Top court blocks tariffs, but Trump pushes new 15% levy on world imports, up from 10%

Dubai: The US Supreme Court struck down a major part of President Donald Trump’s global tariff programme, ruling that he exceeded his authority by imposing sweeping duties without congressional approval. The conservative-majority decision blocks one of the central tools Trump used to pursue his economic agenda.
The court ruled that the International Emergency Economic Powers Act “does not authorise the President to impose tariffs.” Chief Justice John Roberts wrote that the Constitution gives Congress, not the president, the authority to levy taxes and tariffs.
The justices said Congress would have explicitly authorised tariffs if it intended to grant such sweeping powers. “Had Congress intended to convey the distinct and extraordinary power to impose tariffs through IEEPA, it would have done so expressly,” the ruling stated.
Roberts described the case as a “classic major questions” dispute, stressing that actions with multi-trillion-dollar economic consequences require clear congressional approval. The court also clarified that the power to “regulate … importation” does not equate to taxing authority.
Lower courts had already ruled most of the across-the-board tariffs illegal, though enforcement was paused pending appeals. Friday’s ruling affirmed those earlier findings and brought the issue to a close.
He said duties would rise to the “fully allowed, and legally tested, 15% level,” while also saying he was “absolutely ashamed” of “certain members” of the conservative-dominated court. The new levy is temporary under US law and capped at 150 days.
The White House confirmed exemptions remain for sectors under separate probes, including pharma, and goods entering under the US-Mexico-Canada agreement. Sector-specific tariffs on steel, aluminium, and other goods were not affected by the ruling.
The European Union said it is carefully studying the decision. Trade spokesman Olof Gill said: “Businesses on both sides of the Atlantic depend on stability and predictability in the trading relationship.”
Canada’s trade minister Dominic LeBlanc said the ruling “affirms that the levies were unjustified,” while noting that tariffs on steel, aluminium, and autos remain. The UK said it would work with Washington to understand the ruling’s impact and expects its “privileged trading position” to continue.
EU–US trade in goods and services totalled €1.7 trillion in 2024, averaging €4.6 billion a day. European officials warned that unpredictable tariffs undermine confidence and global supply chains.
US stocks rose on Friday after early losses, as investors weighed the potential for improved global earnings. The reaction was muted rather than volatile, even as economic data remained soft.
US growth slowed to 1.4% in the fourth quarter of 2025, below forecasts, while inflation rose to 2.9%. Analysts said those figures could limit the Federal Reserve’s ability to cut interest rates.
In Europe, business activity picked up in February and stock indices rose. Asian markets were mixed, while oil prices eased from six-month highs amid uncertainty over US-Iran tensions.
Nigel Green, CEO of Dubai-based deVere Group, says the ruling hits the foundation of Trump’s approach. “This ruling strikes at the core of the administration’s economic doctrine,” he said.
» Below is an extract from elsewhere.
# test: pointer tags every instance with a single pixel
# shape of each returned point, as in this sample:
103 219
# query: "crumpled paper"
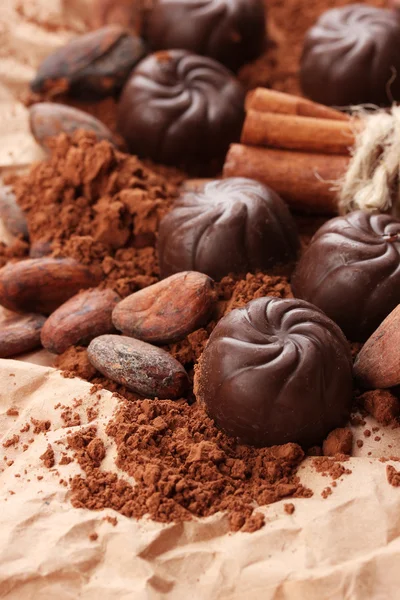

He noted that tariffs “have functioned as a tax on importers,” with companies either absorbing costs or passing them on to consumers. Studies show US importers and their customers bear nearly all tariff costs, not foreign suppliers.
Despite record collections of about $30 billion a month — four times pre-Trump levels — tariffs account for just over 5% of total government revenue. Exemptions and supply-chain shifts have reduced the overall take.
IEEPA-based tariffs account for roughly half of all US import taxes, meaning the ruling could push average tariffs down from 16.8% to about 9.5%. Government revenue could fall by $100–120 billion.
Refunds for illegally collected tariffs are possible, though the court noted the process could be complex. Customs systems can track payments and waive deadlines, but litigation may take years.
The administration still has other legal routes, including Section 122 of the Trade Act, which allows tariffs of up to 15% for 150 days, and Sections 301 or 232, which require formal investigations.
For UAE residents with exposure to US equities, funds, or global trade, this is less about shock and more about recalibration. Markets are balancing the prospect of lower trade friction against weak growth, sticky inflation, and geopolitical risk.
Green summed it up this way: “Financial markets are pragmatic.” If the outcome brings greater clarity and continued investment in AI and advanced computing, “equities can advance even as the political narrative fractures.”